Deepkit supports transactions for all official supported databases. By default for each query and database session no transactions are used. To enable transactions there are two main methods.

Session

You can start and assign on each created session a new transaction. This is the preferred way of interacting with the database, as you can easily pass around the session object and all queries instantiated from that session object are automatically assigned to its transaction.

A typical pattern is to wrap all operations in a try-catch block and execute commit() in the very last line (that is only executed when all previous commands succeeded) and rollback() in the catch block to roll back all changes.

Although there is an alternative API (see below), all transactions work only with database session objects. Usually, to commit open changes from the unit-of-work in a database session to the database, you would call commit(). In a transactional session, commit() not only flushes all pending changes to the database but also closes ("commits") the transaction, essentially closing the transaction. As an alternative, you can call session.flush() to flush all pending changes without commit and thus without closing the transaction. To commit a transaction without flushing the unit-of-work, use session.commitTransaction().

const session = database.createSession();

//this assigns a new transaction, and starts it with the very next database operation.
session.useTransaction();

try {
    //this query is executed in the transaction
    const users = await session.query(User).find();

    await moreDatabaseOperations(session);

    await session.commit();
} catch (error) {
    await session.rollback();
}

As soon as commit() or rollback() is executed on a session, the transaction is released. You have to call useTransaction() again if you want to continue working in a new transaction.

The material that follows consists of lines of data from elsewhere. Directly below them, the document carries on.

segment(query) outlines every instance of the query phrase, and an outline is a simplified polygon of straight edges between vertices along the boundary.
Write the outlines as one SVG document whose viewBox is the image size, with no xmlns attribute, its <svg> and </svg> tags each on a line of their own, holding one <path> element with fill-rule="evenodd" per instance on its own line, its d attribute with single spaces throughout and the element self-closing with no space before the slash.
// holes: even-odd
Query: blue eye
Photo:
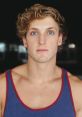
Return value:
<svg viewBox="0 0 82 117">
<path fill-rule="evenodd" d="M 52 30 L 48 31 L 48 35 L 54 35 L 54 34 L 55 34 L 54 31 L 52 31 Z"/>
<path fill-rule="evenodd" d="M 31 36 L 36 36 L 37 34 L 38 34 L 38 33 L 35 32 L 35 31 L 32 31 L 32 32 L 30 33 Z"/>
</svg>

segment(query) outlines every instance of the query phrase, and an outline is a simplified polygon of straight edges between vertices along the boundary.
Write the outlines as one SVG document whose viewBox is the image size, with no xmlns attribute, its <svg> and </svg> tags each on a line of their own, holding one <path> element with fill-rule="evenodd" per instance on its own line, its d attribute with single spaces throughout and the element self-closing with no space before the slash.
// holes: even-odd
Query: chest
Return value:
<svg viewBox="0 0 82 117">
<path fill-rule="evenodd" d="M 61 82 L 58 84 L 28 85 L 28 87 L 16 88 L 16 92 L 22 102 L 30 108 L 44 108 L 57 100 L 61 92 Z"/>
</svg>

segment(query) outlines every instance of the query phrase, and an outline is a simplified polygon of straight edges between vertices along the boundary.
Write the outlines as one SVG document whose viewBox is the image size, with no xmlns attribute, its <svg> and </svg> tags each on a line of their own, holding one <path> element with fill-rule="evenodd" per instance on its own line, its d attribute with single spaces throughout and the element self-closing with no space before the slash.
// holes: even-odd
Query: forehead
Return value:
<svg viewBox="0 0 82 117">
<path fill-rule="evenodd" d="M 44 28 L 55 28 L 59 29 L 57 22 L 52 17 L 46 17 L 43 19 L 35 19 L 30 23 L 29 29 L 44 29 Z"/>
</svg>

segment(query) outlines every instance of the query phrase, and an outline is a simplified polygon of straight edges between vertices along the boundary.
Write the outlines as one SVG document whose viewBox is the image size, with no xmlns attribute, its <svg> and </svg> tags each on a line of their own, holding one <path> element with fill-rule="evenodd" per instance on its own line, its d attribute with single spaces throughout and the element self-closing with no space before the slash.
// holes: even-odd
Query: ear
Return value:
<svg viewBox="0 0 82 117">
<path fill-rule="evenodd" d="M 62 38 L 63 38 L 63 35 L 60 34 L 59 35 L 59 39 L 58 39 L 58 46 L 61 46 L 62 45 Z"/>
<path fill-rule="evenodd" d="M 25 37 L 22 38 L 22 41 L 23 41 L 23 45 L 25 48 L 27 48 L 27 39 Z"/>
</svg>

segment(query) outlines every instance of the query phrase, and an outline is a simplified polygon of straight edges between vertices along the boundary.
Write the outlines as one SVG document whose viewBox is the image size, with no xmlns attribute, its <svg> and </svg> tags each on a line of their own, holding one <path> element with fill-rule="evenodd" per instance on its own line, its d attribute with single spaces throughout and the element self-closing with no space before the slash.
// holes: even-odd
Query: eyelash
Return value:
<svg viewBox="0 0 82 117">
<path fill-rule="evenodd" d="M 48 30 L 48 31 L 47 31 L 47 34 L 48 34 L 48 35 L 54 35 L 55 32 L 52 31 L 52 30 Z M 38 32 L 36 32 L 36 31 L 30 32 L 30 36 L 37 36 L 37 35 L 38 35 Z"/>
</svg>

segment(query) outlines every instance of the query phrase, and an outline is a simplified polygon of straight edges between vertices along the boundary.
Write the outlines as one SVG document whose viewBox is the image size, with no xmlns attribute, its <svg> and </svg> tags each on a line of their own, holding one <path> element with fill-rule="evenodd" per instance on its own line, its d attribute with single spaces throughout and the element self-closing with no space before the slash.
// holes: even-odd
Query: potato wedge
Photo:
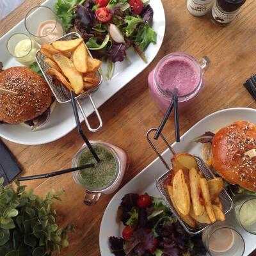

Please note, that as soon as the first database operation is executed in a transactional session, the assigned database connection to this operation is assigned (sticky) to the current session object, and thus, all subsequent operations are executed on the same connection (and thus, in most databases, on the same database server).

If a session is already associated with a transaction, a call to session.useTransaction() always returns the same object. Use session.isTransaction() to check whether the session has a transaction assigned.

Nested transactions are not supported.

Callback

An alternative to transactional sessions is database.transaction(callback).

await database.transaction(async (session) => {
    //this query is executed in the transaction
    const users = await session.query(User).find();

    await moreDatabaseOperations(session);
});

The method transaction(callback) executes an async callback inside of a new transactional session. If the callback succeeds (not throwing), the session is automatically committed (and thus its transaction committed and all changes flushed). If the callback throws, the session executes rollback() automatically, and the error is rethrown.

Transaction isolation

Many databases support different kinds of transactions. To change the transaction behavior, you can call various methods on the returned transaction object from useTransaction(). The interface of this transaction object depends on the database adapter being used. For example, the transaction object returned from a MySQL database has different options from one returned from a MongoDB database. Use code-completion or look at the database adapter interface to get a list of potential options.

const database = new Database(new MySQLDatabaseAdapter());

const session = database.createSession();
session.useTransaction().readUncommitted();

try {
    //...operations
    await session.commit();
} catch () {
    await session.rollback();
}

//or
await database.transaction(async (session) => {
    //this works as long as no database operation has been exuected.
    session.useTransaction().readUncommitted();

    //...operations
});

MongoDB

While transactions work for MySQL, PostgreSQL, and SQLite out of the box, MongoDB requires you to set it up as "replica set" first.

To convert a standard MongoDB instance to a replica set, please read the official documentation Convert a Standalone to a Replica Set.